NEW YORK — President Donald Trump a week ago told the credit card industry it had until Jan. 20 to comply with his demand for a 10% cap on interest rates. With just days to go, consumer groups, politicians, and bankers alike remain unclear on what the White House has planned and whether Trump even remains serious about the idea.
So far, the White House has not provided any detail about what will happen to credit card companies that don't lower card rates. White House Press Secretary Karoline Leavitt said the president has ''an expectation'' that credit card companies will accede to his demand that they cap interest rates on credit cards at 10%.
''I don't have a specific consequence to outline for you but certainly this is an expectation and frankly a demand that the president has made,'' she said Friday.
A researcher who studied Trump's proposal when Trump first floated it during the 2024 presidential campaign found that Americans would save roughly $100 billion in interest a year if credit card rates were capped at 10%. The same researchers found that while the credit card industry would take a major hit, it would still be profitable, although credit card rewards and other perks might be scaled back. The administration has amplified that research, posting it on one of the White House's official Twitter pages.
Bank lobbyists, many who have been spending much of the past week scrambling to figure out what the White House has planned for their industry, have been left in the dark. There have been bills introduced into both houses of Congress by both Republicans and Democrats this year and years past, but House and Senate Republican leadership have been cold to the idea of passing a law capping interest rates.
The Dodd-Frank Act, the law passed after the 2008 financial crisis that overhauled the financial industry, explicitly prohibits at least one federal bank regulator from setting usury limits on loans.
Without a law or executive order, it may simply come down to Trump using political pressure to force the credit card industry to do what he wants, as he's done with other industries. For example, Trump demanded that pharmaceutical companies cut drug prices, which resulted in some pledges by drug industry CEOs to do what he asked. Trump also demanded chip makers and tech companies move production to the U.S., which also resulted in companies like Apple committing to build more manufacturing capacity domestically.

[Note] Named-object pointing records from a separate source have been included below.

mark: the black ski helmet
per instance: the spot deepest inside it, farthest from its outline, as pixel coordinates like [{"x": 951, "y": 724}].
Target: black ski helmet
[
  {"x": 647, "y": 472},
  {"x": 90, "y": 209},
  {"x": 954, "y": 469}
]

Wall Street has little interest in an all-out war with the White House, especially as banks have benefitted from the industry-friendly, deregulatory agenda that Trump administration has provided so far. The One Big Beautiful Bill, signed in to law in July, pushed another significant round of tax cuts. And deregulation pushed companies to embrace dealmaking last year, which led to a steady stream of investment banking revenues and fees to the big banks.